El aire del otoño —ese que se cuela frío pero amable por las ventanas— es invisible. Sin embargo, uno lo siente entrar a los pulmones, como si llenara de algo especial. Es una sensación que no necesita mostrarse para existir. Así son los dolores del alma: soplos que no se ven pero que oxidan la respiración, que alteran el ritmo de quien los carga.
Quien hiere, muchas veces, desaparece después para volverse más presente en la herida que deja. Se va, pero se queda tatuado en la mente del otro. Esas personas aprendieron a seguir ese mandato silencioso: soltar lo amado, incluso aquellos otoños irrepetibles, de besos largos y reales, donde se podía dibujar un mundo mejor —ese mundo mejor que Octavio Paz describió como una aspiración invisible, presente aunque no se nombre, latente en cada gesto que intenta dignificar la existencia—; y en su lugar claudicar, vivir con lo más visible e inútil de todo, que es lo de utilería, porque vulnerarse es perder poder. Y los que observan, los que podrían tender un puente, se vuelven cómplices por el simple acto de mirar hacia otro lado. Porque mirar exigiría incomodarse; reconocer que quizá uno mismo ha hecho daño o ha permitido que alguien lo haga. Es más fácil callar, distraerse, consumir. El aburrimiento también es invisible.

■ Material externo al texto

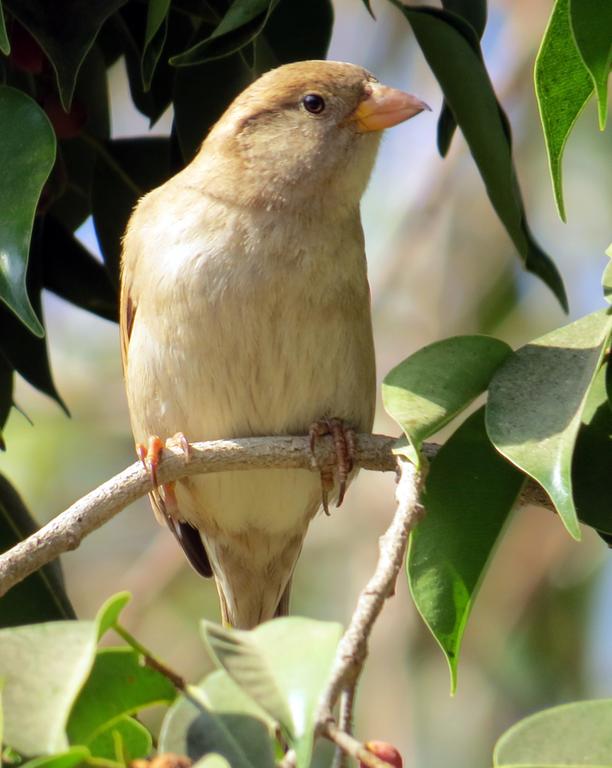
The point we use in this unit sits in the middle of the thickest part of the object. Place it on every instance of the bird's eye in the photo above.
(313, 103)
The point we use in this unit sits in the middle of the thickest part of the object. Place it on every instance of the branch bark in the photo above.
(66, 531)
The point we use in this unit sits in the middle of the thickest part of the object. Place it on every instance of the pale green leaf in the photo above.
(428, 389)
(575, 735)
(535, 405)
(563, 87)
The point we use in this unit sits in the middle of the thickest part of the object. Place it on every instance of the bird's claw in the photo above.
(344, 445)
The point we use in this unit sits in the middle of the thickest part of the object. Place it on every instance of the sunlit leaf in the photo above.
(428, 389)
(591, 23)
(42, 595)
(469, 494)
(66, 44)
(576, 735)
(118, 684)
(27, 153)
(535, 405)
(452, 50)
(275, 665)
(230, 724)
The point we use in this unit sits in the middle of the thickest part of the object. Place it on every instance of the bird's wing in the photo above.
(188, 537)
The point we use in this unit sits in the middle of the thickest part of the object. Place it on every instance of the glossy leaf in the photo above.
(576, 735)
(70, 271)
(563, 87)
(536, 401)
(119, 684)
(44, 666)
(66, 44)
(592, 459)
(123, 740)
(428, 389)
(275, 666)
(155, 37)
(591, 22)
(241, 24)
(41, 596)
(475, 13)
(452, 50)
(73, 756)
(228, 723)
(27, 153)
(470, 492)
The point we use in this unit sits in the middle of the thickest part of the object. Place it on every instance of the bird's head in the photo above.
(308, 130)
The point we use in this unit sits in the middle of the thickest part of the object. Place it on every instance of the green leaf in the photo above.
(563, 87)
(124, 740)
(70, 271)
(119, 684)
(42, 596)
(71, 757)
(536, 401)
(242, 23)
(65, 30)
(5, 45)
(155, 38)
(227, 722)
(474, 12)
(44, 667)
(27, 153)
(453, 52)
(428, 389)
(283, 665)
(469, 495)
(606, 279)
(576, 735)
(591, 22)
(592, 458)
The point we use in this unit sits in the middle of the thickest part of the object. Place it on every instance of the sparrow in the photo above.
(245, 311)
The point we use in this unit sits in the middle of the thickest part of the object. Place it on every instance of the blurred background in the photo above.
(440, 264)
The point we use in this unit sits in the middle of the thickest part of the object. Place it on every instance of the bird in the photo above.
(245, 311)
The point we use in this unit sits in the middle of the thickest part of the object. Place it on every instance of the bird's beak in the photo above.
(383, 107)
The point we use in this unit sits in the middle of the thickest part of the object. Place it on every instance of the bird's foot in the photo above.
(344, 445)
(151, 454)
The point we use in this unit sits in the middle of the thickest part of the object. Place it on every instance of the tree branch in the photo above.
(66, 531)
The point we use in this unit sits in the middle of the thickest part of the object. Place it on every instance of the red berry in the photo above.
(26, 54)
(384, 751)
(67, 125)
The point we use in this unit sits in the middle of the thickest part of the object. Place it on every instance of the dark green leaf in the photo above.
(535, 405)
(125, 170)
(274, 665)
(27, 153)
(243, 22)
(593, 458)
(452, 50)
(124, 740)
(469, 494)
(5, 46)
(70, 271)
(563, 87)
(475, 13)
(42, 596)
(155, 37)
(43, 666)
(227, 722)
(194, 115)
(119, 684)
(65, 30)
(575, 735)
(591, 23)
(428, 389)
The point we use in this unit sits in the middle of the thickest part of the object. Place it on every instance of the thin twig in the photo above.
(66, 531)
(353, 647)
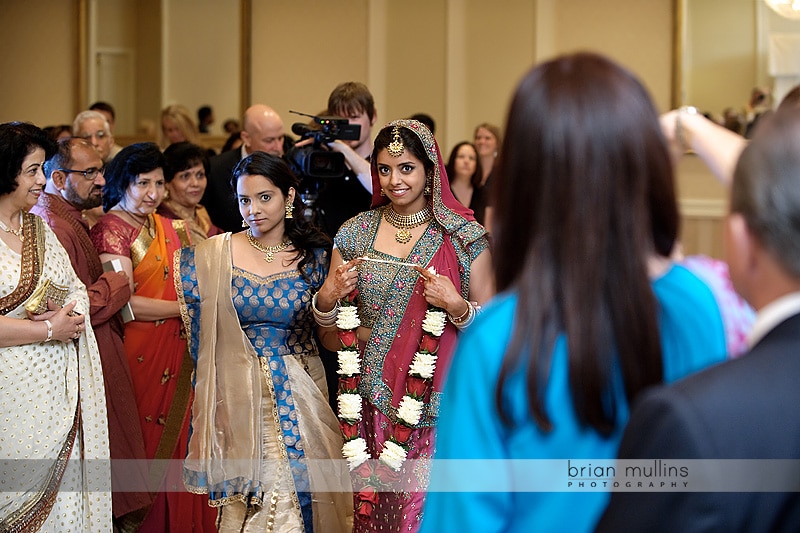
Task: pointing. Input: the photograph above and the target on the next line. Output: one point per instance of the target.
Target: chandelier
(785, 8)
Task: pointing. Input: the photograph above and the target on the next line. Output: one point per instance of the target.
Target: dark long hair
(582, 159)
(139, 158)
(17, 141)
(304, 235)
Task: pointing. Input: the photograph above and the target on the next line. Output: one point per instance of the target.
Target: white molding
(703, 208)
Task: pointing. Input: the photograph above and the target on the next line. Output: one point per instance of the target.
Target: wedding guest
(741, 413)
(247, 302)
(144, 242)
(75, 182)
(549, 368)
(52, 400)
(186, 174)
(465, 172)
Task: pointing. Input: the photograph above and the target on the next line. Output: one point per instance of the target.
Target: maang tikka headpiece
(396, 147)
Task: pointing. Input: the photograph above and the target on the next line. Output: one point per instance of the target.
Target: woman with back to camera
(465, 173)
(144, 242)
(186, 175)
(246, 300)
(416, 258)
(52, 396)
(590, 310)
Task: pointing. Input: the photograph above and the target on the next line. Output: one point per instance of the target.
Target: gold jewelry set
(405, 223)
(268, 251)
(17, 232)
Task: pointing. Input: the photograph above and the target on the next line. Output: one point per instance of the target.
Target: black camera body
(315, 160)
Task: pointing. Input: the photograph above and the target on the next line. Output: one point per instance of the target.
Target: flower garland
(409, 413)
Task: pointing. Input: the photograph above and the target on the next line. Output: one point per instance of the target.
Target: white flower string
(349, 401)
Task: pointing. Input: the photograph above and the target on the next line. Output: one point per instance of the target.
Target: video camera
(315, 160)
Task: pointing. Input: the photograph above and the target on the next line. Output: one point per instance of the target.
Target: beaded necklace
(17, 232)
(405, 223)
(268, 251)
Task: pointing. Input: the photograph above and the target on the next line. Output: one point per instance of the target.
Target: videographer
(343, 198)
(262, 131)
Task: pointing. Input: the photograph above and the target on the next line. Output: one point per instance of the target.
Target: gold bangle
(463, 316)
(327, 318)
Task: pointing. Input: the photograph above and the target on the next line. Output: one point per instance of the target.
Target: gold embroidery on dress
(33, 246)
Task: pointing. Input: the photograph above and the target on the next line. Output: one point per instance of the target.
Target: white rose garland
(410, 410)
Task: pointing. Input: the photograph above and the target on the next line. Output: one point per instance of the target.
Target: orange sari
(160, 369)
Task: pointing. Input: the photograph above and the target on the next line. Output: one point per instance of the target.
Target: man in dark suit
(746, 408)
(262, 130)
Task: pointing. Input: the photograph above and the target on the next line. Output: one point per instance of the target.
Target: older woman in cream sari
(54, 454)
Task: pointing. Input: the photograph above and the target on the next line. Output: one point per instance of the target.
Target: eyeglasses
(88, 175)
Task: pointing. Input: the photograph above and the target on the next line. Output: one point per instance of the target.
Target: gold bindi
(396, 148)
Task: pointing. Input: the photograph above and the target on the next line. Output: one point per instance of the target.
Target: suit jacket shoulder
(742, 409)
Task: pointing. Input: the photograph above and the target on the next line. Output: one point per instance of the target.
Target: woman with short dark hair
(52, 396)
(590, 309)
(142, 242)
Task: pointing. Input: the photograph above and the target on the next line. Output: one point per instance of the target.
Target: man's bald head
(262, 130)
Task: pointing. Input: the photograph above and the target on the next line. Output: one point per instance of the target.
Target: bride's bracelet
(465, 319)
(325, 319)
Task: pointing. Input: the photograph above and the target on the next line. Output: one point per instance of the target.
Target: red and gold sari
(160, 368)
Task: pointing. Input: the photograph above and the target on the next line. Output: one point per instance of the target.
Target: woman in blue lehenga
(265, 444)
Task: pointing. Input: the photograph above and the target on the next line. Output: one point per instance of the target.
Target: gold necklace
(405, 223)
(268, 251)
(17, 232)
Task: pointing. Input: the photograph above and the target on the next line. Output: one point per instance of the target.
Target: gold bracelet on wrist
(462, 317)
(465, 319)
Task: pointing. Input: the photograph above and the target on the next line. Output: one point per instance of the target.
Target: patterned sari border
(33, 514)
(33, 247)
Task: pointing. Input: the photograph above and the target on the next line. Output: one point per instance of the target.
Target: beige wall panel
(501, 41)
(721, 56)
(302, 50)
(201, 60)
(117, 21)
(38, 65)
(636, 33)
(416, 47)
(148, 64)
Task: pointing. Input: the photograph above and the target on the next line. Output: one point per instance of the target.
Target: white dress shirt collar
(773, 314)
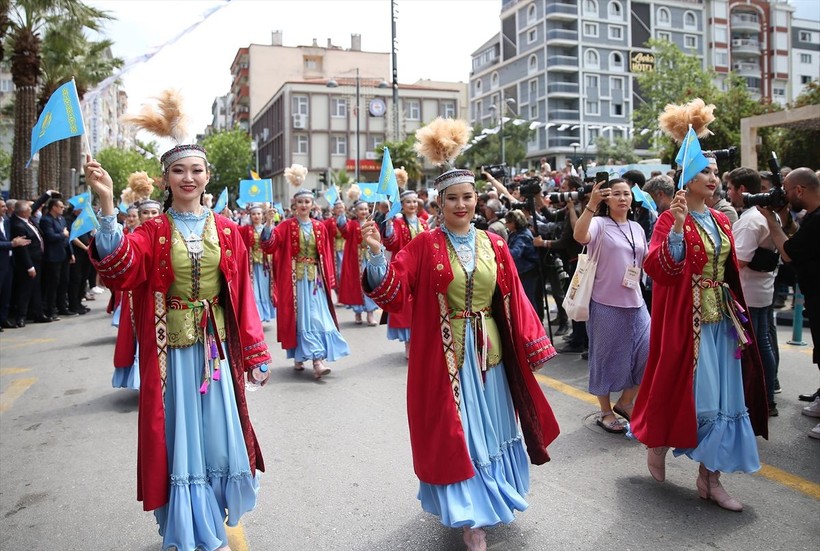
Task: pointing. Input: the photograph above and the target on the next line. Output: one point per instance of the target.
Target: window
(413, 110)
(299, 105)
(616, 62)
(338, 145)
(338, 107)
(664, 18)
(301, 146)
(591, 59)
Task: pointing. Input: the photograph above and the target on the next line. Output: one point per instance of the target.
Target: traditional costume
(199, 338)
(308, 331)
(476, 342)
(260, 269)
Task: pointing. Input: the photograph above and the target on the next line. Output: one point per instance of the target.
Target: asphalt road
(339, 466)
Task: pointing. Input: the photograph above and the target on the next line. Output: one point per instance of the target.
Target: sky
(199, 63)
(435, 39)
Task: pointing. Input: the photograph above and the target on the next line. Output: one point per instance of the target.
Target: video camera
(499, 171)
(776, 197)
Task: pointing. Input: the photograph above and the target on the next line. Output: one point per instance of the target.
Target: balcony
(745, 47)
(562, 63)
(746, 69)
(746, 22)
(564, 115)
(558, 36)
(562, 89)
(561, 11)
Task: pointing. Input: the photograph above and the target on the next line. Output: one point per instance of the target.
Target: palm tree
(26, 20)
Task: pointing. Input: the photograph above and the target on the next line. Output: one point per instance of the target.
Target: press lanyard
(631, 242)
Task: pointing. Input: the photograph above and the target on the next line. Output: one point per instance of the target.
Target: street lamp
(333, 84)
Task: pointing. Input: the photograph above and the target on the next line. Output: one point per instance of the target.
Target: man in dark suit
(27, 266)
(57, 254)
(6, 245)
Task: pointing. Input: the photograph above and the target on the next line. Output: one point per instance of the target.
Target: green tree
(121, 163)
(22, 22)
(230, 155)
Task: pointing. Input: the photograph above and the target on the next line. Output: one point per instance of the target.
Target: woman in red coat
(354, 259)
(476, 342)
(398, 233)
(199, 339)
(703, 391)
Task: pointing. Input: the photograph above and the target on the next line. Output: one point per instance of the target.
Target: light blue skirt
(494, 442)
(128, 377)
(211, 479)
(261, 293)
(317, 337)
(726, 441)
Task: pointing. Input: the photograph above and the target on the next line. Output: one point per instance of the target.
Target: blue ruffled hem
(402, 335)
(726, 444)
(312, 345)
(490, 497)
(198, 509)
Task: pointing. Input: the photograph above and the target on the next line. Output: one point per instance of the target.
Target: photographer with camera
(801, 189)
(757, 259)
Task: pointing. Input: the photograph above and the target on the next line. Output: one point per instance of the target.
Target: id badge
(632, 277)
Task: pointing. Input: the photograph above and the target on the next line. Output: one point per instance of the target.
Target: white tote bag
(576, 301)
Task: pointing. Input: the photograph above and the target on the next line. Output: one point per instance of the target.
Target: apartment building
(570, 66)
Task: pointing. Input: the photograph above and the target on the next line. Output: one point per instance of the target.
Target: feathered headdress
(167, 120)
(675, 119)
(401, 177)
(440, 142)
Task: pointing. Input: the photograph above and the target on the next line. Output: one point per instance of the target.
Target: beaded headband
(181, 151)
(452, 177)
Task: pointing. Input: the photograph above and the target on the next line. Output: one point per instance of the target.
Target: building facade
(569, 67)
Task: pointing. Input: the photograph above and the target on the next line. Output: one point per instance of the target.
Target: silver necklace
(193, 243)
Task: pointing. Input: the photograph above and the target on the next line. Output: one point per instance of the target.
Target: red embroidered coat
(283, 244)
(401, 237)
(141, 264)
(423, 270)
(664, 413)
(350, 287)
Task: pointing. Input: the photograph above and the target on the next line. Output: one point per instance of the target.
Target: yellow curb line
(774, 474)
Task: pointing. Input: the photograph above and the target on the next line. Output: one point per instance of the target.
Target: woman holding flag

Hombres que no lloran porque “no se debe”, y que por la misma regla no saben avalar las lágrimas de otros hombres. Mujeres que fueron maltratadas y aprenden a infligir un dolor distinto —más pulcro, más psicológico— a otros hombres que ni la deben ni la temen, porque así sobrevivieron. Y un entorno que prefiere no registrar ese daño porque no encaja con el guion de víctima y victimario que da tranquilidad moral. Todos callan para no ver.
Mientras tanto, seguimos poblando redes con mitos: amores que parecen películas, vidas “plenas” que caben en un carrete de treinta segundos, éxitos que no cuentan el precio. La cultura de la inmediatez convierte lo invisible en ruido de fondo: nos adiestra a no detenernos, a no incomodarnos. Así, la globalización de la indiferencia que denunció el Papa se perfecciona cada día: scroll infinito para no mirar, consumo para tapar, mitos para calmar el vértigo. Y con ella se erosiona nuestra capacidad de compasión, sustituida por un “ánimo” rápido, un emoji y el paso a la siguiente distracción.
Quizás la única manera de narrar lo invisible, que es el tema de nuestra revista digital de octubre, sea esta: dejar que aparezca con pudor, sin adjetivos rimbombantes, como quien abre una ventana para que entre el aire. Atreverse a mirar donde nadie quiere mirar y a poner palabras en lo que parecía solo silencio.
Las invisibilidades no son ausencia: son una presencia negada. Siguen ahí, agazapadas, mientras se sobrepinta la fachada con metas y discursos de fortaleza, éxito, resiliencia (¿puedo decir que es un término estúpido sin ser sujeto al linchamiento en redes sociales?). Ay, las redes sociales: dicen visibilizar pero, en realidad, invisibilizan cada vez más; cubren con ruido la incomodidad de mirar, vuelven espectáculo lo íntimo y entierran en scrolls infinitos lo que importaba.
Nombrar lo invisible no es moda de terapeuta. Es un acto de resistencia íntima y social: mirar al vacío para que deje de devorarnos, porque lo invisible es hermoso aun cuando se trate de un dolor vuelto poesía. Tal vez entonces podamos respirar ese aire otoñal sin miedo, sintiendo que lo que entra es vida y no el recordatorio de todo lo que no se quiso mirar.